O dilema de Milei tanto sobre o Brasil quanto sobre a China é que o país dele depende desses parceiros, mesmo que o novo presidente não goste.
A Argentina recebeu créditos da China e teve momentos em que a sua possibilidade de continuar comercializando dependeu do socorro chinês.
O sr. foi o ministro da Fazenda que lançou o real. A Argentina, com inflação em 12 meses acima de 140%, precisa de um ‘Plano Real’?
Na época em que fui ministro, [o presidente Carlos] Menem e o [ministro da Economia Domingo] Cavallo comandavam a Argentina e parecia que tudo estava dando certo.
Cavallo tinha conseguido eliminar a inflação de uma hora para outra, com a conversibilidade, em que um peso valia um dólar. Era uma ideia um pouco parecida com a de Milei, e na época muitos analistas achavam que o Plano Real era gradual demais e que demoraria para produzir efeitos, enquanto o plano argentino produzia efeitos imediatos.

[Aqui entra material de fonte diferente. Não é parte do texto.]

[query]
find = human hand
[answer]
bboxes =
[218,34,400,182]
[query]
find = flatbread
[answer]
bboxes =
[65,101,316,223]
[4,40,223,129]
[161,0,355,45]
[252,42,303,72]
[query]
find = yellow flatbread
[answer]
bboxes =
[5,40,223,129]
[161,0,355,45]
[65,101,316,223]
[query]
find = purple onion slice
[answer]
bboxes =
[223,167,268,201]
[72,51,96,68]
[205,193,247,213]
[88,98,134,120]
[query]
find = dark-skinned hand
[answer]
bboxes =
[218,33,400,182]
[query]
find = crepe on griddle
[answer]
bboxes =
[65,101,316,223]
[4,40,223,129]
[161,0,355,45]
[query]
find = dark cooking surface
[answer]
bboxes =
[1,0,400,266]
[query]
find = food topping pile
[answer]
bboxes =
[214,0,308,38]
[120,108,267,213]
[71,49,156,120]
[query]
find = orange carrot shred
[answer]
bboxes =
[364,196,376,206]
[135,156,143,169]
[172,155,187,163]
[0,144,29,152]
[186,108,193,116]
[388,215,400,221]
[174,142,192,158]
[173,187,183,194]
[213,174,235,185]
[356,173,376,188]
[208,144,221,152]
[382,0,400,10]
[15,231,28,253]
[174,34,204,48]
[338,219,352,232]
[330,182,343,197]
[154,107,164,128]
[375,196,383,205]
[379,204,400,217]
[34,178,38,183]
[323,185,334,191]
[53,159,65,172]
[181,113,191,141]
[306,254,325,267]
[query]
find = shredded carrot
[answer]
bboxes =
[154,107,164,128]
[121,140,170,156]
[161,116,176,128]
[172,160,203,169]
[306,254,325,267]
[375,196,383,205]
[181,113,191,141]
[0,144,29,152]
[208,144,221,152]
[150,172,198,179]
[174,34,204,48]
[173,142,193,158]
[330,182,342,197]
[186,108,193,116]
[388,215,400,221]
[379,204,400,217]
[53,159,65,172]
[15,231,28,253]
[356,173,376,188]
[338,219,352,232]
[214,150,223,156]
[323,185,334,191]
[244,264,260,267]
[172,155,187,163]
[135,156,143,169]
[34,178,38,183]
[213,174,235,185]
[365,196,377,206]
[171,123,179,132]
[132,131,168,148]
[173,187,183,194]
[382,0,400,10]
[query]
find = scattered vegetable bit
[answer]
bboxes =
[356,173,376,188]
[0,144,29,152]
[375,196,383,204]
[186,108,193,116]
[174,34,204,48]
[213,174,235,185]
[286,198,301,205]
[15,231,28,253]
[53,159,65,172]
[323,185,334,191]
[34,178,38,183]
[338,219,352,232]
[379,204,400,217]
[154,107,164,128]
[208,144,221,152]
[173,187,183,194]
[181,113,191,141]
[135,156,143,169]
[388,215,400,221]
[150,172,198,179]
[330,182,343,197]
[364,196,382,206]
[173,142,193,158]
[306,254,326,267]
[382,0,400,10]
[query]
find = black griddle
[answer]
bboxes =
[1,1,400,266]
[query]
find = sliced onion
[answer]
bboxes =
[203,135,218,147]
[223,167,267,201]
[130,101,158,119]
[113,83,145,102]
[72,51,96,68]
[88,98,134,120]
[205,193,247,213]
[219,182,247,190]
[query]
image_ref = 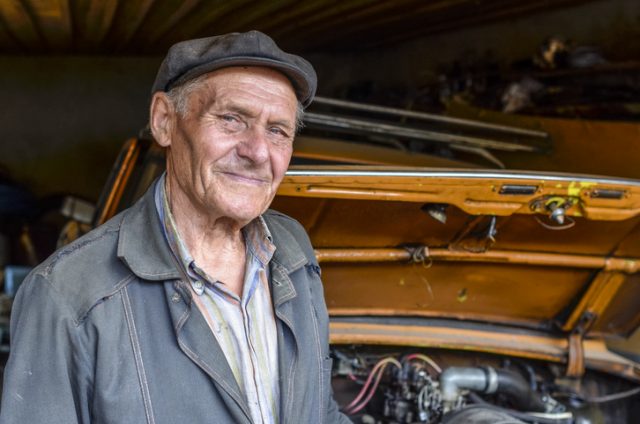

Cavallo me disse pessoalmente que o Brasil deveria seguir o caminho deles. Vamos completar 30 anos com a mesma moeda, que não é perfeita, mas lá na Argentina o plano acabou em lágrimas.
Os argentinos têm uma certa tendência ao radicalismo enquanto aqui tendemos ao gradualismo. As duas abordagens têm defeitos, mas eles têm o que chamam de ‘tremendismo’, querem fazer todas as coisas de uma hora para outra, isso em geral não dá certo.
O diagnóstico da equipe do real era que a inflação brasileira era heterodoxa e precisava desindexar a economia, algo que ainda não foi plenamente resolvido.
A economia da Argentina tem muito defeitos, mas tenho a impressão de que o nível de indexação lá é menor. Eles precisariam de uma equipe com uma ideia original, que adotasse as medidas de acordo com as necessidades locais.